Black Stone Minerals, L.P.
- Company type: Public
- Traded as: Nasdaq: BSM
- Industry: Oil; Natural gas;
- Founded: 1876; 150 years ago
- Headquarters: 1001 Fannin Street, Houston, Texas, US
- Key people: Thomas L. Carter, Jr.(president, chairman, & CEO)
- Revenue: US$ 260.83 million (2016)
- Operating income: US$ 27.50 million (2016)
- Net income: US$ 20.19 million (2016)
- Total assets: US$ 1.13 billion (2016)
- Total equity: US$ 671.65 million (2016)
- Number of employees: 108 (2016)
- Website: blackstoneminerals.com

= Black Stone Minerals =

American oil and gas company

Black Stone Minerals, L.P., or Black Stone Minerals, is a Houston, Texas-based oil and natural gas corporation.

==History==
The company was founded as W.T. Carter & Bro., a lumber company, in 1876.

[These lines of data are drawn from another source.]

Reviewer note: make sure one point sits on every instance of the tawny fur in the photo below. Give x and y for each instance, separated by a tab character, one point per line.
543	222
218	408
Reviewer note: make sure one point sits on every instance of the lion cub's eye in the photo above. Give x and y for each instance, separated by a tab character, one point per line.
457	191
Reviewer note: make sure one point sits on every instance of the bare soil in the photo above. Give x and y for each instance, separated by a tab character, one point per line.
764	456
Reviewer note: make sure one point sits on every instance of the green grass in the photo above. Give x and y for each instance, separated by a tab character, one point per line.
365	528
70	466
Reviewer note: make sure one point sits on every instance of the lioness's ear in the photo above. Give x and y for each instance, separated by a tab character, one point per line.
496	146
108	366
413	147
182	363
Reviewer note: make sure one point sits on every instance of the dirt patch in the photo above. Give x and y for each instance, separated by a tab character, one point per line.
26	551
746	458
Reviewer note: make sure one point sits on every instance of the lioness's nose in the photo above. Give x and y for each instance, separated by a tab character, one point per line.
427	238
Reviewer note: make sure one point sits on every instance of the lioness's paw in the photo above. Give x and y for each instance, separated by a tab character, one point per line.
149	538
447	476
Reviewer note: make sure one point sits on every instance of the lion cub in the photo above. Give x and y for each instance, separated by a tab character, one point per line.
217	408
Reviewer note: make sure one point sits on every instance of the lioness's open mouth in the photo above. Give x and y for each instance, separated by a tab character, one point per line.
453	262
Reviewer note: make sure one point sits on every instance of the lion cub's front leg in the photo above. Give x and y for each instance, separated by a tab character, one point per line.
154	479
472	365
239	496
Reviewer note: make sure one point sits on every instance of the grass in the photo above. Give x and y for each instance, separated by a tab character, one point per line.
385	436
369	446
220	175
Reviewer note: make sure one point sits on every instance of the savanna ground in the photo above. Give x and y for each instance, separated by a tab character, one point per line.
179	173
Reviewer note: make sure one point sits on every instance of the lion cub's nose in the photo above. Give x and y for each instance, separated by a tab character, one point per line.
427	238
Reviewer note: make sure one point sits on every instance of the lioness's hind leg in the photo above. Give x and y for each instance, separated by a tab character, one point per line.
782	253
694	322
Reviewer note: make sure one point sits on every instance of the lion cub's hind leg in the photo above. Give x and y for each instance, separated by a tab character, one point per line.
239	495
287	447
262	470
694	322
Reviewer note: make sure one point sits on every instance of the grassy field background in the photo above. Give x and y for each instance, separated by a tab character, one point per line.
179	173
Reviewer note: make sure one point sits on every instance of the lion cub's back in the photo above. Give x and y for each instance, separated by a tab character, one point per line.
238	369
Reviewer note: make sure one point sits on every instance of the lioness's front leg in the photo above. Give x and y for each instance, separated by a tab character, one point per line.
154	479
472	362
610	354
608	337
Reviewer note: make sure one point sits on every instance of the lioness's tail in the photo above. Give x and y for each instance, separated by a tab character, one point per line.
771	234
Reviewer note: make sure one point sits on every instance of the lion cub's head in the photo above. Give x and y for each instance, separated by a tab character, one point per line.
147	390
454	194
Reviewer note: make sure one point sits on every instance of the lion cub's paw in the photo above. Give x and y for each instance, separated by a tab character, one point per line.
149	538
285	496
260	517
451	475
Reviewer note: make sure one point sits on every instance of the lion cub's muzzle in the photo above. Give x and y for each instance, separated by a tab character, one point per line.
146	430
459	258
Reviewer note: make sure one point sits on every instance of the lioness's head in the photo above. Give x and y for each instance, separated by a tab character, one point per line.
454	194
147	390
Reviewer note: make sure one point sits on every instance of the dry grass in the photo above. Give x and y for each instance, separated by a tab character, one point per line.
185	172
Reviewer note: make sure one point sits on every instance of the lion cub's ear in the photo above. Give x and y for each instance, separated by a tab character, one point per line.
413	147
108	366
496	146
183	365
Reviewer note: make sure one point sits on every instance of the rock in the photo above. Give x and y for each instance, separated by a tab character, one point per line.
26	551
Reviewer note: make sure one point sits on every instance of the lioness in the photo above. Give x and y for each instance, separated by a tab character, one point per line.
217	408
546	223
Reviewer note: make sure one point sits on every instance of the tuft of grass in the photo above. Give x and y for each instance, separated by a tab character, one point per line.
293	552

The company discovered the Double A Wells Field in East Texas in 1985. It began drilling oil in the late 1980s. By 1992, it acquired the land rights of the Kirby Lumber Company, founded by John Henry Kirby. Four years later, in 1996, it divested from its holdings in the Double A Wells Field.

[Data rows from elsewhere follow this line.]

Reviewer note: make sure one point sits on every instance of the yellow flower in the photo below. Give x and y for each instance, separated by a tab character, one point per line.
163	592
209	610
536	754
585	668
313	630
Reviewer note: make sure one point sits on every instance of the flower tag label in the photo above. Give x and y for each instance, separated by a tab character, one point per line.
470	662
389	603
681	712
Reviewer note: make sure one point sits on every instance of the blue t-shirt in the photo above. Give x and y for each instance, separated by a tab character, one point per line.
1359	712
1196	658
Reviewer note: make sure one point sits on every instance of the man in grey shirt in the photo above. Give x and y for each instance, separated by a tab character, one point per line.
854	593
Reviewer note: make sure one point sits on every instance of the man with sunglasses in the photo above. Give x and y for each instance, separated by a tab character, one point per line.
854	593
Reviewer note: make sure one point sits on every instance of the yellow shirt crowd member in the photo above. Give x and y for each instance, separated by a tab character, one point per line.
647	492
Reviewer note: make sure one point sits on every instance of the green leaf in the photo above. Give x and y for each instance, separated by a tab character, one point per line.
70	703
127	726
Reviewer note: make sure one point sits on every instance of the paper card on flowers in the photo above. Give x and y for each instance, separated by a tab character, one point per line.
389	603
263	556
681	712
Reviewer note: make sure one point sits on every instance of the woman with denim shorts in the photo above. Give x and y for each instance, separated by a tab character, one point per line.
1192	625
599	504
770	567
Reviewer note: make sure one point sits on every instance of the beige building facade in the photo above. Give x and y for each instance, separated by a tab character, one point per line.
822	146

According to Bloomberg Business, by 2014 it owned millions of acres of interests in the "Bakken/Three Forks plays, Eagle Ford Shale, Wolfcamp play, Haynesville/Bossier plays, Granite Wash play, and Fayetteville Shale, as well as in the Tuscaloosa Marine Shale and the Canyon Lime play located in 41 states and in 62 onshore basins in the continental United States."

It has been traded on the NASDAQ since 2015.